George Underwood, Bowie’s lifelong friend, who is also an artist and musician, said: “We spent so much time together, listening to and playing music. I’ve heard a lot of people say David’s music saved them or changed their life.

“It’s amazing that he could do that and even more amazing that it all started here, from such small beginnings, in this house. We were dreamers, and look what he became.”

Heritage Of London Trust says it wants the house to be a continuation of Bowie’s legacy of “free creative experimentation” inspired by Beckenham Arts Lab where he worked in the 1960s, which offered opportunities “for everybody”.

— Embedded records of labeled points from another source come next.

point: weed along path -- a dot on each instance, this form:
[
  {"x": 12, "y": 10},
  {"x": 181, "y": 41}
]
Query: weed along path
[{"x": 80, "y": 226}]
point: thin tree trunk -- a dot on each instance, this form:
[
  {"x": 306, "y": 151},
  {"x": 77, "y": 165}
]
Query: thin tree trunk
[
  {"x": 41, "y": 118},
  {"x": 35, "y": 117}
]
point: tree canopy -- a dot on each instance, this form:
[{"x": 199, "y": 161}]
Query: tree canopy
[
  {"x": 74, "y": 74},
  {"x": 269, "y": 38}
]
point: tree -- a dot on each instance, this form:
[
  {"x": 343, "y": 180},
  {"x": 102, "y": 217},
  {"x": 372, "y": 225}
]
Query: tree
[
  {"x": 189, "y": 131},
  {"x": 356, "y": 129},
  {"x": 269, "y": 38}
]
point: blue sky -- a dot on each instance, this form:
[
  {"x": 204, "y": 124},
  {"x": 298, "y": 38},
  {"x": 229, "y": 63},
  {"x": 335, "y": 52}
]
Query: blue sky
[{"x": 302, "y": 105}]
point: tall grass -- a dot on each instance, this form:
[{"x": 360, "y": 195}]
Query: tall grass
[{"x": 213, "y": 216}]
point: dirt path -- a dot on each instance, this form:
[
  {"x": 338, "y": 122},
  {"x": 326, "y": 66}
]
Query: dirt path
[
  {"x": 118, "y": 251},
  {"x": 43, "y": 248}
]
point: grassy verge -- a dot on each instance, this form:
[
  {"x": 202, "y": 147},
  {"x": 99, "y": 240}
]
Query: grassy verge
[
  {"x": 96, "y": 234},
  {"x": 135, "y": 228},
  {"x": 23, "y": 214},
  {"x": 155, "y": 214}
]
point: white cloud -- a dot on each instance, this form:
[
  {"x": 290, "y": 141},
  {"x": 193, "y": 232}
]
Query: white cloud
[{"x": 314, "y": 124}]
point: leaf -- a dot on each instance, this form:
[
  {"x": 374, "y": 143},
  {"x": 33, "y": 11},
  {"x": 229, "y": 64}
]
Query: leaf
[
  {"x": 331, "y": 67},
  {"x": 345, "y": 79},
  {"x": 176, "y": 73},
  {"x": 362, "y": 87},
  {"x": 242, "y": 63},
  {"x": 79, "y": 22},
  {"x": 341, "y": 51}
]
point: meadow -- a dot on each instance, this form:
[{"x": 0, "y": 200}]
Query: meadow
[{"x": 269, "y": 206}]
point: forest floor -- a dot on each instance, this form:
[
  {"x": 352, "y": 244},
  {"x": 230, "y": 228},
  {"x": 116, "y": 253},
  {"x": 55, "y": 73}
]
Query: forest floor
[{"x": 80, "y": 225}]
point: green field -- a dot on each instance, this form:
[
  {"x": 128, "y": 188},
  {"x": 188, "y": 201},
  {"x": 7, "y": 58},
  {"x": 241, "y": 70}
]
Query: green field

Workshops will be provided through the trust’s Proud Places and Proud Prospects initiatives.

The house is near the Edwardian “Bowie bandstand”, where the late musician performed in 1969, which was restored by Bromley Council and Heritage Of London Trust in 2024.

Widely considered as one of the greatest artists of all time, Bowie had five UK number one singles and 11 UK number one albums during his lifetime, and is best known for songs such as Starman, Ashes To Ashes and Sound And Vision.

Bowie was known for his drastic changes in sound and appearance during his career, beginning as a pop singer in the 1960s, before rising to major fame in the 1970s with glam rock albums The Rise And Fall Of Ziggy Stardust And The Spiders From Mars (1972) and Aladdin Sane (1973).

He embraced soul on the albums Young Americans (1975) and Station To Station (1976), and was among the first white artists to appear on US TV show Soul Train, before plunging into krautrock influences on Low (1977), Heroes (1977) and Lodger (1979).